Deux semaines plus tard, et une journée après la révocation de la hausse tarifaire du transport dans différentes villes, le Brésil a vu, selon les chiffres donnés par les médias, plus de 1,4 million de personnes sortir dans les rues de plus d’une centaine de villes à travers le pays. Cela a été la preuve définitive que l’enjeu du transport public, déjà en soi un aspect important et structurant des droits, avait permis de faire remonter au grand jour toute une histoire d’oppression politique et de luttes contre celle-ci. Les manifestations, même si sur une plus petite échelle, demeurent fréquentes encore aujourd’hui, n’ont plus de leaders officiels et sont organisées par l’entremise d’Internet et des réseaux sociaux soulevant autant des questions générales reliées à la structure fortement inégalitaire de la société brésilienne que des demandes ponctuelles et spécifiques.
La force de la rue
Avec leurs forces et leurs contradictions, ces manifestations sont à l’image de la société brésilienne : si d’un côté on voyait les mouvements sociaux qui luttent pour l’émancipation, il suffisait de tourner la tête pour trouver des groupes de droite qui demandent le retour de l’armée comme solution aux problèmes de corruption. Si l’on a pu voir des groupes sociaux marginalisés, dans toute leur diversité et leurs différences, se réunir pour la construction de la démocratie, l’on a aussi été témoin d’épisodes de violence entre manifestant·e·s. Et cela, dans un contexte de violences policières extrêmes et d’une couverture médiatique biaisée. La gauche et la droite, la liberté et l’intolérance, l’espoir et l’oppression. Ce mélange de contradictions n’est rien de plus qu’une illustration de ce qui existe dans la vie quotidienne de notre société et qui prend la forme des injustices vécues par les plus pauvres.

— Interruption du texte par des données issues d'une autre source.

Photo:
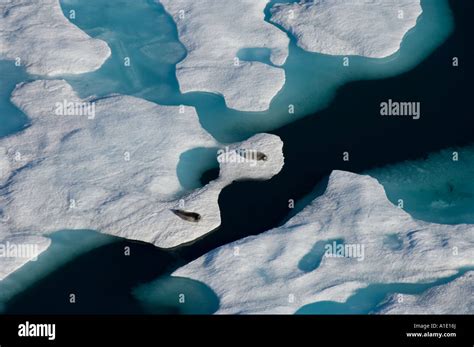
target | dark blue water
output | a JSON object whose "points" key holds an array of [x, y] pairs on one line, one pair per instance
{"points": [[105, 279]]}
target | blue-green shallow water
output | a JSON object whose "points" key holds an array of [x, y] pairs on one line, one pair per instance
{"points": [[11, 118], [437, 189], [65, 246], [367, 300], [149, 38], [105, 278]]}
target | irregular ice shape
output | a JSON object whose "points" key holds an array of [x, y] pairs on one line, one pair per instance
{"points": [[46, 42], [213, 32], [115, 173], [455, 297], [369, 28], [17, 250], [264, 275]]}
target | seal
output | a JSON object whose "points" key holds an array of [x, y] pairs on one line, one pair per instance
{"points": [[187, 216]]}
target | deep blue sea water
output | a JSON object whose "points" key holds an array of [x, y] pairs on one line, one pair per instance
{"points": [[107, 281]]}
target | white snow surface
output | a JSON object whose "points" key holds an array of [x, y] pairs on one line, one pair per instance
{"points": [[115, 173], [455, 297], [213, 32], [36, 32], [369, 28], [261, 274]]}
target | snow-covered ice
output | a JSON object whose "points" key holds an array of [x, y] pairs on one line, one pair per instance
{"points": [[280, 270], [373, 28], [213, 32], [17, 250], [455, 297], [37, 35], [114, 172]]}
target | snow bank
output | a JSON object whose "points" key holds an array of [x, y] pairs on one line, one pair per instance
{"points": [[373, 28], [37, 33], [282, 269], [114, 169], [455, 297]]}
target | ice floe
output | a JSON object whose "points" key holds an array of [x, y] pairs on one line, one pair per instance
{"points": [[113, 168], [35, 34], [369, 28], [213, 32], [357, 225]]}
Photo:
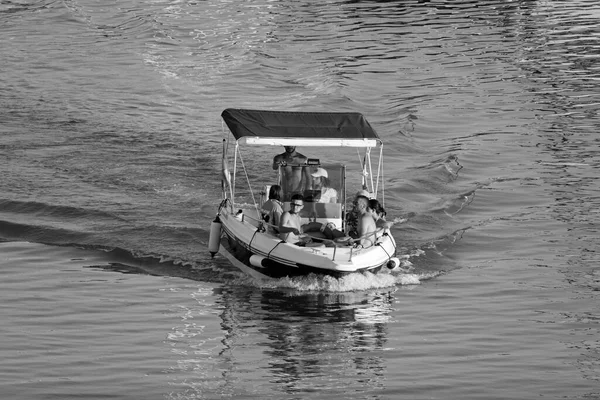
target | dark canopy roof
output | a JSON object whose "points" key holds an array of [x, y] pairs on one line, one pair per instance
{"points": [[300, 128]]}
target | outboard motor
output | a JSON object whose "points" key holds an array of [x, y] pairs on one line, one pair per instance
{"points": [[214, 238]]}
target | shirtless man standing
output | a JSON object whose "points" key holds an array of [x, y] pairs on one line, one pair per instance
{"points": [[295, 179]]}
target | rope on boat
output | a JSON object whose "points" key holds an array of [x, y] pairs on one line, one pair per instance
{"points": [[248, 181]]}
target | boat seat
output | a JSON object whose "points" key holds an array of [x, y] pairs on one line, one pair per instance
{"points": [[321, 212]]}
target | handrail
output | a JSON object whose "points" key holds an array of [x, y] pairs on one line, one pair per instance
{"points": [[335, 246]]}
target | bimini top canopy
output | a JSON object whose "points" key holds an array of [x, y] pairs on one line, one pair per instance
{"points": [[291, 128]]}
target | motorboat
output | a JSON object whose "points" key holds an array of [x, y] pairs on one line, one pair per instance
{"points": [[241, 233]]}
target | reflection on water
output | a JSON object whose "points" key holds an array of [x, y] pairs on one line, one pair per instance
{"points": [[332, 341]]}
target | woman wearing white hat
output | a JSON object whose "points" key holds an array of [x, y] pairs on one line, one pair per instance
{"points": [[321, 181]]}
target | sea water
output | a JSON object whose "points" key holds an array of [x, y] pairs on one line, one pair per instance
{"points": [[110, 142]]}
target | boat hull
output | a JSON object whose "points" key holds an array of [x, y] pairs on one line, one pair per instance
{"points": [[261, 255]]}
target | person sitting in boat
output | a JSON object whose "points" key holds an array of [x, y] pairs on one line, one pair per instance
{"points": [[321, 181], [378, 213], [359, 207], [295, 178], [366, 224], [290, 229], [272, 209]]}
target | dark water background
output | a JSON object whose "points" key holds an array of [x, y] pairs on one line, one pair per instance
{"points": [[110, 139]]}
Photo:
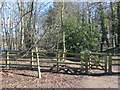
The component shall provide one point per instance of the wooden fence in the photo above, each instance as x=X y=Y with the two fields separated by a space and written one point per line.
x=72 y=62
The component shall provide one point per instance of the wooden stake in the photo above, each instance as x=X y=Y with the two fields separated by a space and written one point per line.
x=106 y=58
x=110 y=63
x=38 y=63
x=7 y=59
x=31 y=58
x=86 y=63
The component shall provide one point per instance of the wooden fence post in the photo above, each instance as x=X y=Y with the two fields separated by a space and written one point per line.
x=38 y=63
x=58 y=55
x=106 y=60
x=110 y=64
x=31 y=62
x=86 y=63
x=7 y=59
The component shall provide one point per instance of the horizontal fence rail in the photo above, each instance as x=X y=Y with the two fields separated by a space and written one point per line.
x=54 y=60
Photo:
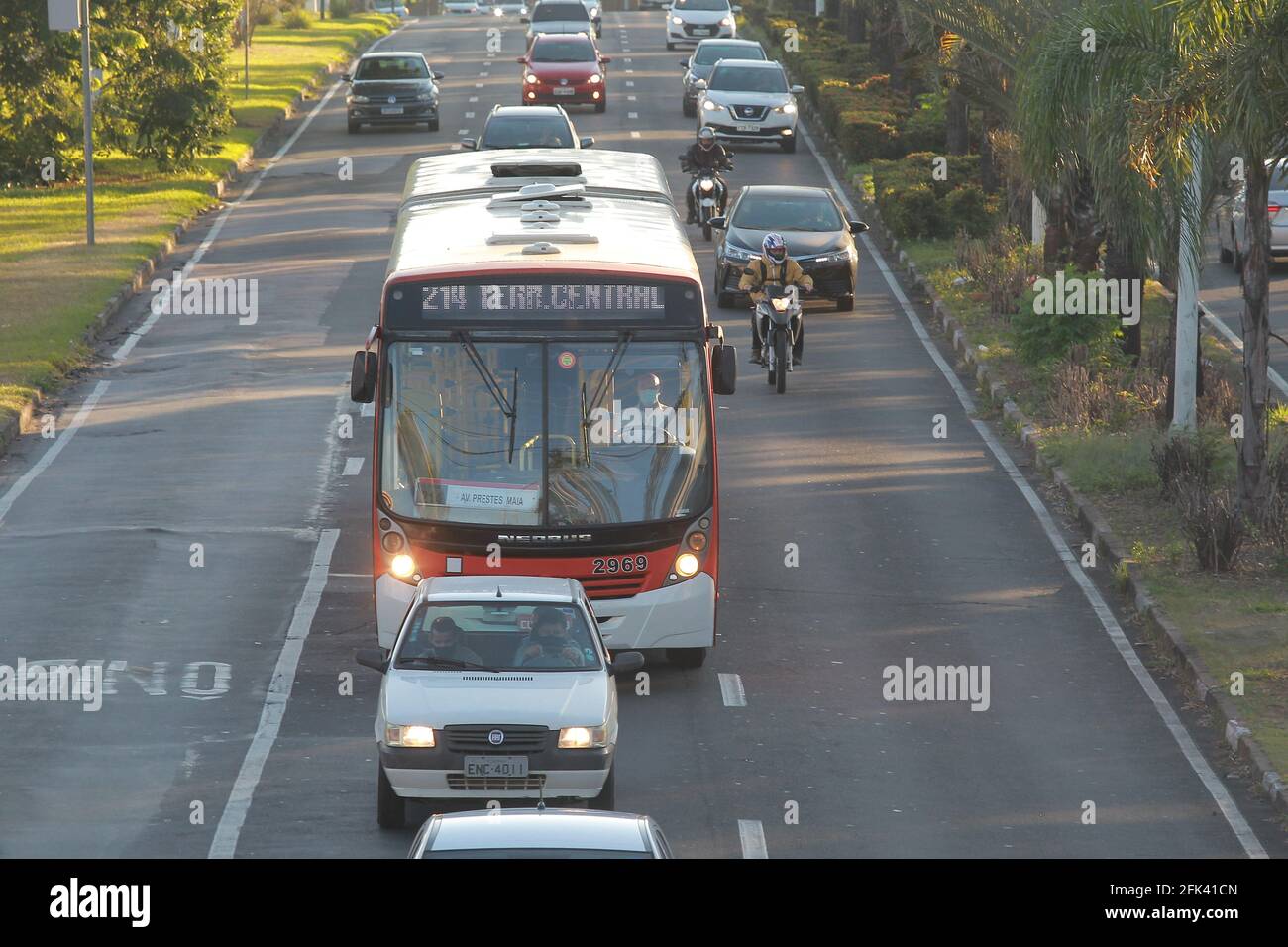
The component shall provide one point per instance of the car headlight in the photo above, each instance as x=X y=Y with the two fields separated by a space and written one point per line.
x=413 y=735
x=403 y=567
x=583 y=737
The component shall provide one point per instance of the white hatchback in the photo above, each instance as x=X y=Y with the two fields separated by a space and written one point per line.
x=694 y=21
x=496 y=688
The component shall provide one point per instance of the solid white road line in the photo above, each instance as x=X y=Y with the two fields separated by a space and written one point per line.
x=233 y=817
x=751 y=834
x=132 y=341
x=1233 y=338
x=1240 y=827
x=18 y=488
x=732 y=690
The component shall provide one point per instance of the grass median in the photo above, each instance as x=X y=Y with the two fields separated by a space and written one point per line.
x=52 y=283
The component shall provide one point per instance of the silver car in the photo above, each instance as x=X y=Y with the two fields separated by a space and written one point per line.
x=747 y=101
x=540 y=834
x=1232 y=217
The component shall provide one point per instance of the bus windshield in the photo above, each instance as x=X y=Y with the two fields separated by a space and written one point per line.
x=546 y=433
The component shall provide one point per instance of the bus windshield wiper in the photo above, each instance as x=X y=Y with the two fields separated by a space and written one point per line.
x=450 y=663
x=509 y=407
x=623 y=343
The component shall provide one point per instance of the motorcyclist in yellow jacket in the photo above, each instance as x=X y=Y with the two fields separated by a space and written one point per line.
x=773 y=268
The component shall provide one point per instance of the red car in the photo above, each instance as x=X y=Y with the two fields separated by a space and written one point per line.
x=565 y=68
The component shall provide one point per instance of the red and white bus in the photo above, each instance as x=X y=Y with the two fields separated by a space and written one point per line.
x=544 y=385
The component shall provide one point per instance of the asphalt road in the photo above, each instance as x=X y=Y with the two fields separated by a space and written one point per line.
x=224 y=434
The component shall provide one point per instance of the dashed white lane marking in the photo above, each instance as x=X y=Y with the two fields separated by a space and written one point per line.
x=751 y=834
x=233 y=817
x=1219 y=792
x=732 y=690
x=132 y=341
x=18 y=488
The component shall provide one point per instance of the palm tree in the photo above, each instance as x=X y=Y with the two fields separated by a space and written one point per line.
x=1234 y=86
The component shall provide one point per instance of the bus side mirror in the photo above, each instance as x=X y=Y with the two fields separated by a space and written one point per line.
x=724 y=368
x=362 y=382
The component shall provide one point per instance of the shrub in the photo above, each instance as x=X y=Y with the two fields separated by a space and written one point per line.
x=1042 y=338
x=297 y=20
x=1212 y=522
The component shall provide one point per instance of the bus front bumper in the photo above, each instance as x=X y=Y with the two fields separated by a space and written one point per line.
x=677 y=616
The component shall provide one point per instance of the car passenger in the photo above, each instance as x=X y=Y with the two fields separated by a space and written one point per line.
x=549 y=643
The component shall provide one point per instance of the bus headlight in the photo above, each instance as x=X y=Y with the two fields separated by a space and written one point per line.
x=686 y=565
x=415 y=735
x=583 y=737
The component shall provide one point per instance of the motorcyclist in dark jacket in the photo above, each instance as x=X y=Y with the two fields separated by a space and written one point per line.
x=706 y=154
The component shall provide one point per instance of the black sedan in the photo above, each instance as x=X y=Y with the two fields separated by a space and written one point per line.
x=391 y=89
x=816 y=232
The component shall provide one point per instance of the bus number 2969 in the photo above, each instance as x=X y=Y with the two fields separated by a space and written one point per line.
x=626 y=564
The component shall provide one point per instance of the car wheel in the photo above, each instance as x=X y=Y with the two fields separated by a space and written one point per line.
x=687 y=657
x=606 y=797
x=390 y=808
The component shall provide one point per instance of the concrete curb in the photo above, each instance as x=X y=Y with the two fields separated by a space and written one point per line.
x=13 y=427
x=1164 y=635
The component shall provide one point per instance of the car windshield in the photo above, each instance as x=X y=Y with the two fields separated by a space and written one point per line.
x=546 y=433
x=390 y=68
x=815 y=214
x=524 y=132
x=563 y=51
x=497 y=635
x=738 y=78
x=548 y=12
x=711 y=54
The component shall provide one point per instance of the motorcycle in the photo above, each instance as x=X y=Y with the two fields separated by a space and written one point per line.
x=708 y=192
x=780 y=315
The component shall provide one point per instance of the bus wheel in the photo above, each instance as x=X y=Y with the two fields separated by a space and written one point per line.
x=390 y=808
x=687 y=657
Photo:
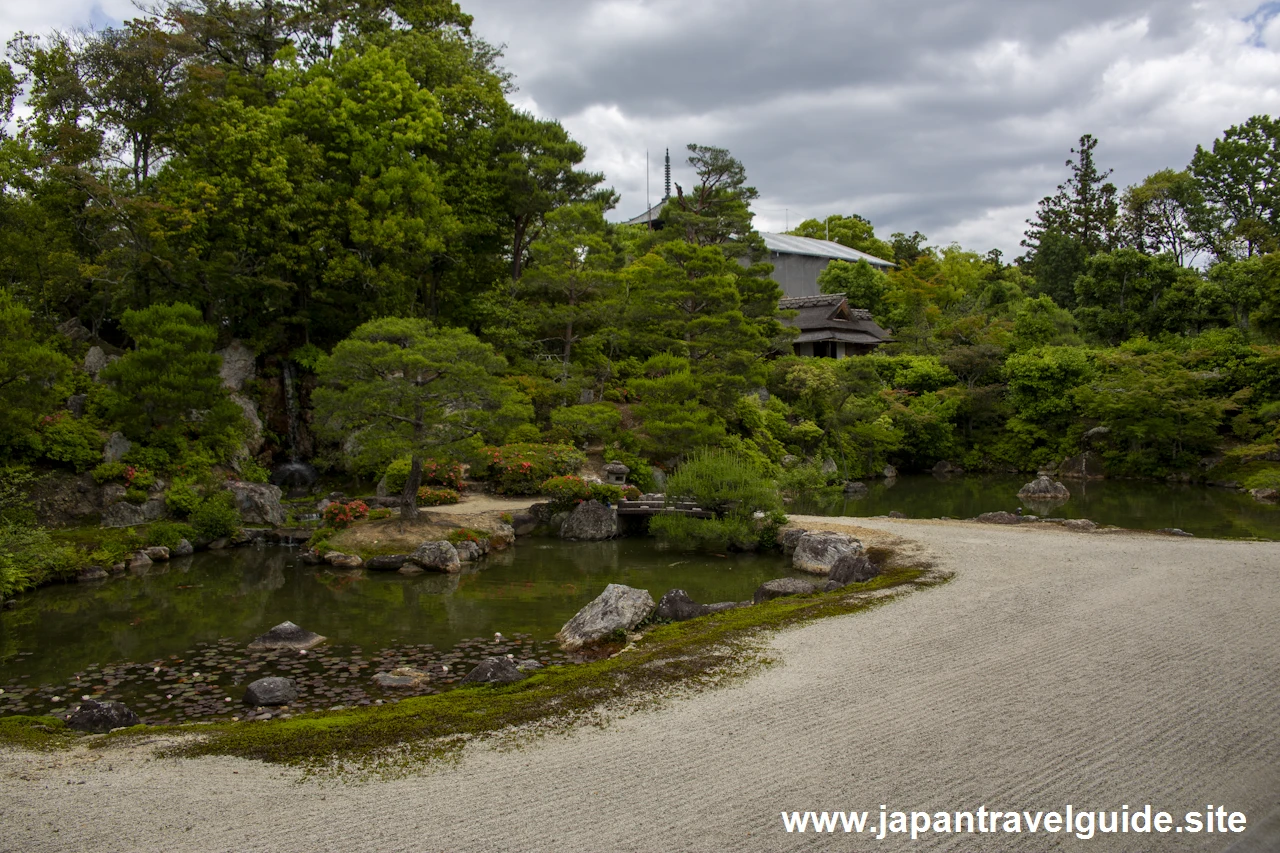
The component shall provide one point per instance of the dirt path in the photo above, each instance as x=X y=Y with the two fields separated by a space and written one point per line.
x=1056 y=667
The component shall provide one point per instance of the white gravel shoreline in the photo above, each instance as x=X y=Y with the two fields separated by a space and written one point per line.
x=1056 y=667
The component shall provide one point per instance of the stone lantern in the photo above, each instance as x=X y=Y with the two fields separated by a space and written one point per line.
x=616 y=473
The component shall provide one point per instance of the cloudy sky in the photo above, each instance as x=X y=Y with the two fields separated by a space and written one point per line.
x=951 y=118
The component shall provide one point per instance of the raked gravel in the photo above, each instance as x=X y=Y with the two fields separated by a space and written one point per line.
x=1056 y=667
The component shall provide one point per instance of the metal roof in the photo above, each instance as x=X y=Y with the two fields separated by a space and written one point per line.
x=791 y=245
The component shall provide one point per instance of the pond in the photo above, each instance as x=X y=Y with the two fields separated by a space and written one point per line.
x=1141 y=505
x=172 y=643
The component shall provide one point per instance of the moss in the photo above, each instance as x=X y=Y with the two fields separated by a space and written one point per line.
x=36 y=733
x=694 y=653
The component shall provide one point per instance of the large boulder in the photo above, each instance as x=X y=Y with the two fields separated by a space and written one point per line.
x=816 y=552
x=272 y=690
x=590 y=521
x=237 y=365
x=438 y=556
x=1043 y=489
x=676 y=606
x=771 y=589
x=494 y=670
x=617 y=609
x=257 y=502
x=101 y=716
x=853 y=569
x=117 y=446
x=286 y=635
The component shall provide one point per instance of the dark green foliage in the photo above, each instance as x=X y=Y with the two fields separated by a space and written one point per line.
x=216 y=516
x=521 y=469
x=167 y=391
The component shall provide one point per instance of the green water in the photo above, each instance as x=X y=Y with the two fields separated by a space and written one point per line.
x=205 y=609
x=1139 y=505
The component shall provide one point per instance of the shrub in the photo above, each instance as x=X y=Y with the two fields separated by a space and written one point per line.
x=521 y=469
x=69 y=441
x=341 y=515
x=216 y=516
x=583 y=423
x=430 y=496
x=28 y=557
x=182 y=497
x=169 y=534
x=566 y=492
x=434 y=473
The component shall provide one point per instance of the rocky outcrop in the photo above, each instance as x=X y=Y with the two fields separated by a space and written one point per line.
x=127 y=515
x=590 y=521
x=287 y=635
x=676 y=606
x=339 y=560
x=237 y=365
x=467 y=551
x=494 y=670
x=771 y=589
x=816 y=552
x=437 y=556
x=117 y=446
x=853 y=569
x=1083 y=466
x=101 y=716
x=1045 y=489
x=617 y=609
x=272 y=690
x=257 y=502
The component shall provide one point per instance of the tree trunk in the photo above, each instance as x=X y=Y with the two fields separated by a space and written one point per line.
x=408 y=497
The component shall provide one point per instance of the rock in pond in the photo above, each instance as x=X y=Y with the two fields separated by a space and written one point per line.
x=590 y=521
x=403 y=676
x=999 y=518
x=257 y=502
x=494 y=670
x=676 y=606
x=617 y=609
x=853 y=569
x=339 y=560
x=771 y=589
x=1043 y=488
x=272 y=690
x=287 y=635
x=818 y=551
x=438 y=556
x=467 y=551
x=101 y=716
x=387 y=561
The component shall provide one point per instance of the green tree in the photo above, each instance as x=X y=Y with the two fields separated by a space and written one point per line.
x=167 y=391
x=1240 y=179
x=30 y=372
x=401 y=387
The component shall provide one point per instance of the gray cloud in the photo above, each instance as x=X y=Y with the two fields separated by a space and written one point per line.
x=950 y=118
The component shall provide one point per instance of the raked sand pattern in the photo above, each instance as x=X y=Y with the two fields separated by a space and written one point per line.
x=1056 y=667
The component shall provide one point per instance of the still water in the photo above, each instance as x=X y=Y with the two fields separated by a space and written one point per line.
x=172 y=642
x=1139 y=505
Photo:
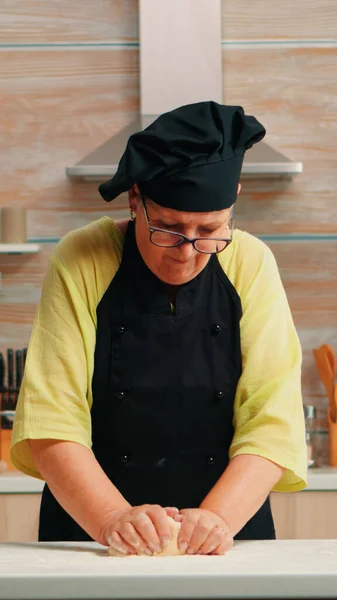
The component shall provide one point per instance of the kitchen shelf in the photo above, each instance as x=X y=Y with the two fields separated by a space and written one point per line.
x=19 y=248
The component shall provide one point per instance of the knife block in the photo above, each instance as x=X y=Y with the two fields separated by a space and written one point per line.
x=332 y=442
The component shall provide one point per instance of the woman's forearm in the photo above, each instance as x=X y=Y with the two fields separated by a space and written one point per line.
x=78 y=483
x=242 y=489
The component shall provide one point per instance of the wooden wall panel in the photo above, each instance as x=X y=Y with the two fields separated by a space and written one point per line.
x=293 y=92
x=59 y=105
x=270 y=20
x=61 y=21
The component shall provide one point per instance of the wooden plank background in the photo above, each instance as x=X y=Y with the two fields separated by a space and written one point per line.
x=69 y=79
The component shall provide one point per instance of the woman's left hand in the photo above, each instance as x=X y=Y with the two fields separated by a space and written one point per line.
x=203 y=532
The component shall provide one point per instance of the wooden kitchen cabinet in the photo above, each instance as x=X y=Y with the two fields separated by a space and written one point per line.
x=305 y=515
x=19 y=515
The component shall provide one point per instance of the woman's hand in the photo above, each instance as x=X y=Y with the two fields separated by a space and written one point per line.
x=140 y=529
x=203 y=532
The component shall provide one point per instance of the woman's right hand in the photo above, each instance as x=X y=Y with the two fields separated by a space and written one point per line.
x=139 y=529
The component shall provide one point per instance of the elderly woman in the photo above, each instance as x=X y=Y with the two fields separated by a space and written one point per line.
x=163 y=371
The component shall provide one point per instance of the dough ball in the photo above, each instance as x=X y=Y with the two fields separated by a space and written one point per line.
x=170 y=550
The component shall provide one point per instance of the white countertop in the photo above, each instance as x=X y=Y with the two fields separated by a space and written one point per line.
x=252 y=569
x=322 y=479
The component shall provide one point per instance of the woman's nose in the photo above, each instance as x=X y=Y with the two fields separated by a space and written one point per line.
x=186 y=250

La bataille politique est parfois menée à l’intérieur des institutions établies, mais c’est lorsqu’elle est portée par la rue, par le peuple, qu’elle gagne la force nécessaire pour enfin bouleverser les structures, les idées, les cœurs et les histoires. Par cette force qui prend les rues, les Brésilien·ne·s disent que la société veut changer les institutions politiques qui reposent encore sur l’exclusion du plus grand nombre. Dans un pays très inégal où le système sert l’intérêt des élites et où les principaux partis de gauche ont dû faire des concessions éthiques majeures pour être au pouvoir, le peuple est en train de montrer que la classe politique ne peut pas représenter à elle seule toute une société et que le pays doit avancer dans la construction de dispositifs politiques plus participatifs et inclusifs.
Jusqu’ici, on peut déjà identifier quelques résultats, certains bien concrets, d’autres plus symboliques : les hausses ont été révoquées, la gauche a commencé à admettre la nécessité d’une révision de ses actions, la présidente Dilma Rousseff a proposé un référendum et a promis d’ouvrir les canaux de communication avec les mouvements sociaux, et les médias ont réalisé qu’ils ne peuvent pas tout manipuler. De tout cela, on ne sait pas ce qui restera et ce qui changera, mais on ne peut pas nier l’importance de ce moment historique de la mobilisation populaire.
[1] Une étude réalisée en 2010 par la Fédération des industries de l’État de São Paulo estimait que la corruption coûtait au pays près de 30 milliards de dollars par année, une évaluation jugée conservatrice par plusieurs.
[2] On évalue à une dizaine de milliards de dollars le coût de l’organisation de la Coupe du Monde 2014.